A man and a woman from Cincinnati were indicted Wednesday on charges of dealing heroin laced with carfentanil — the deadly animal tranquilizer officials blame for an unprecedented surge in overdoses in the United States — marking what may be the first carfentanil-related criminal case brought in federal court.
A grand jury charged Phillip Watkins, 31, and Jeannetta Crawford, 26, with distributing heroin cut with fentanyl and carfentanil, a heroin analogue that is 10,000 times stronger than the drug itself.
The indictment comes as overdoses have skyrocketed in Ohio and neighboring states, rattling law enforcement and health officials, who say heroin tainted with carfentanil has sent people to the emergency room in record numbers in the past two months.
Prosecutors called the case a new front in their crackdown on the drug.
“This is the first carfentanil trafficking case that we have ever brought in this district, in the region, in Ohio,” acting U. S. attorney Benjamin Glassman told reporters Wednesday, according to Cincinnati.com. “And I believe it is the first federal carfentanil indictment ever in the country.”
Carfentanil, typically used to sedate elephants and other large animals, is the most powerful commercial opioid in the world, and authorities say dealers have been cutting it into their heroin supplies to give users longer, more potent highs. The drug is odorless and colorless, so it’s nearly impossible for users to know what they’re taking. A single grain of it is enough to kill a person.
Authorities said carfentanil began turning up in the Cincinnati area, as well as other parts of the state, in mid-July. In the weeks that followed, health officials in three states had linked carfentanil to hundreds of overdoses, dozens of them fatal. In a six-day period late last month, 174 people across Cincinnati were hospitalized for overdosing on heroin that was likely cut with the drug — a number the county health commissioner called “unprecedented.”
“It’s unlike anything we’ve seen before,” Hamilton County Commissioner Dennis Deters told the Cincinnati Enquirer at the time.
Carfentanil may have also been the culprit in a widely publicized overdose in East Liverpool, Ohio, earlier this month.
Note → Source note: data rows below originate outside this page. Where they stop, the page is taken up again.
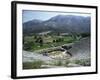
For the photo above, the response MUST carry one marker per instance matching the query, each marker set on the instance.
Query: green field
(31, 43)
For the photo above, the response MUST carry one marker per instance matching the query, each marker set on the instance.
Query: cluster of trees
(39, 40)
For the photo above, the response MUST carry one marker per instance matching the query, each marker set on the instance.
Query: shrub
(32, 65)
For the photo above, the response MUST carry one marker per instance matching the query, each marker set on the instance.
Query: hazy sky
(28, 15)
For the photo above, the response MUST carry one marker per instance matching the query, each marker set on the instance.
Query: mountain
(59, 23)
On a weekday afternoon, police stopped a vehicle for driving erratically and found two unconscious adults inside, along with a 4-year-old boy. Someone took a picture of the man and woman, blue-faced and slumped over in the front of the car, with the confused-looking boy sitting behind them in a car seat. The city posted the image on Facebook and it was later shared more than 28,000 times.
The seven-count indictment against Watkins and Crawford, said to be boyfriend and girlfriend, alleges they ran a drug operation out of their apartment in northern Cincinnati and were caught selling tainted heroin on at least four occasions.
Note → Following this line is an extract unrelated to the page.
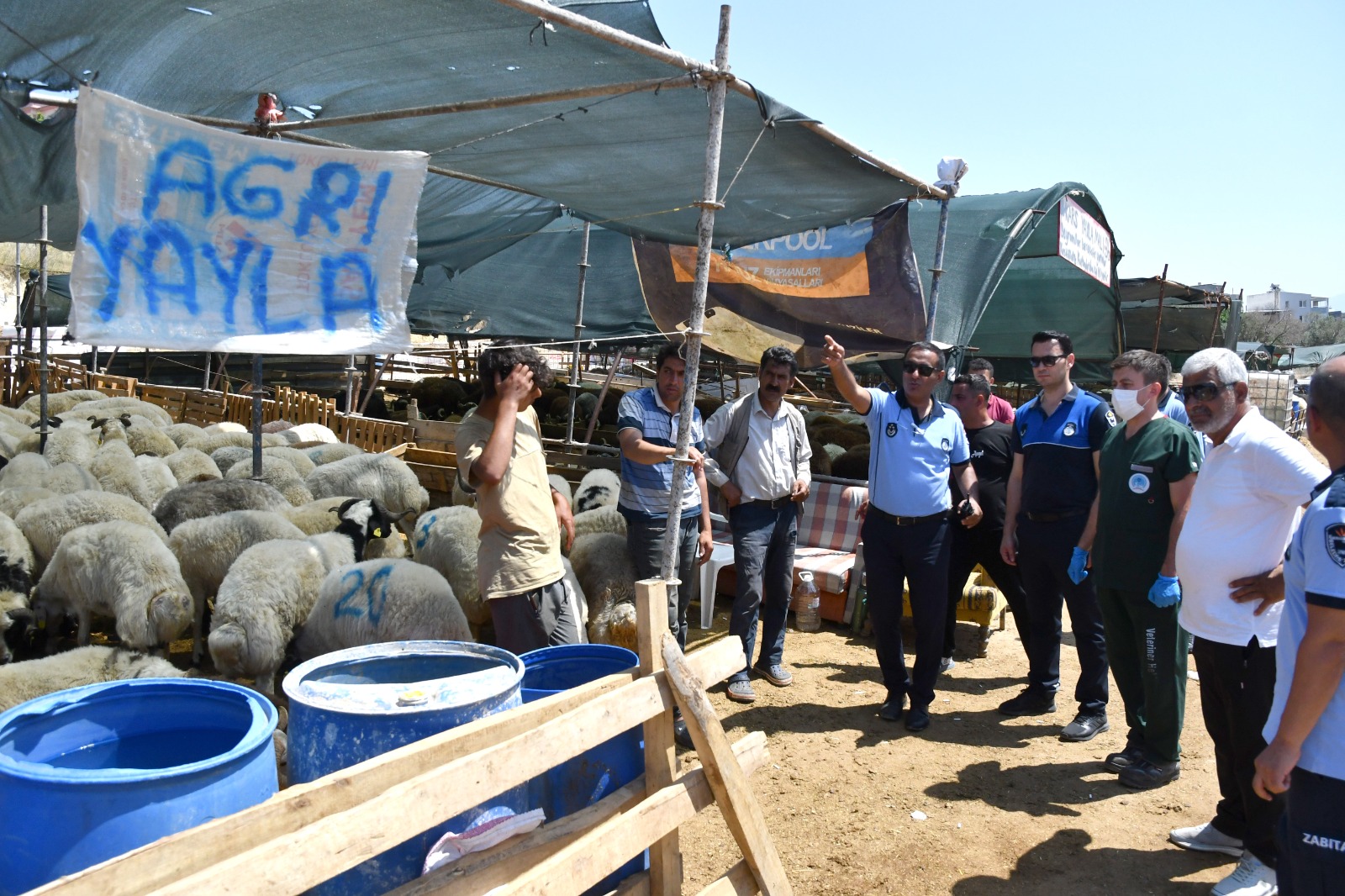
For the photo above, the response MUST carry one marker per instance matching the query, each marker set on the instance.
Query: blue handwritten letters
(194, 237)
An affidavit in the U.S. District Court for the Southern District of Ohio says that police first learned about the couple in late August, after they found a person overdosing in the driver’s seat of a car in nearby Springfield Township, Ohio. They used the anti-overdose drug Narcan to revive the victim, who said Watkins and Crawford sold the heroin that triggered the overdose.
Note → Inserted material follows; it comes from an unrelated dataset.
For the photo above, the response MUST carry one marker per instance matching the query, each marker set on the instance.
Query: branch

The victim, who is not identified in court documents, agreed to serve as a confidential informant for investigators, saying two other people had also overdosed on the drugs allegedly sold by the couple. On several occasions in August, the person went to the couple’s apartment and bought drugs, secretly recording the exchanges with a hidden audio wire, according to the affidavit. Investigators said they also tapped phone calls to the alleged dealers.
Lab tests of the drugs came back positive for fentanyl, carfentanil and heroin, court documents said.
On Aug. 31, a SWAT team raided the couple’s apartment and arrested Watkins and Crawford, according to the affidavit.
After they were released, investigators said, Watkins got a new cellphone and continued to deal, and police arranged two more controlled buys. Officers arrested them again on Sept. 15, according to WCPO.
They were charged with narcotics conspiracy, operating a drug premises, and distribution of a controlled substance and a controlled substance analogue.
Attorneys for Watkins and Crawford didn’t immediately respond to a request for comment Thursday.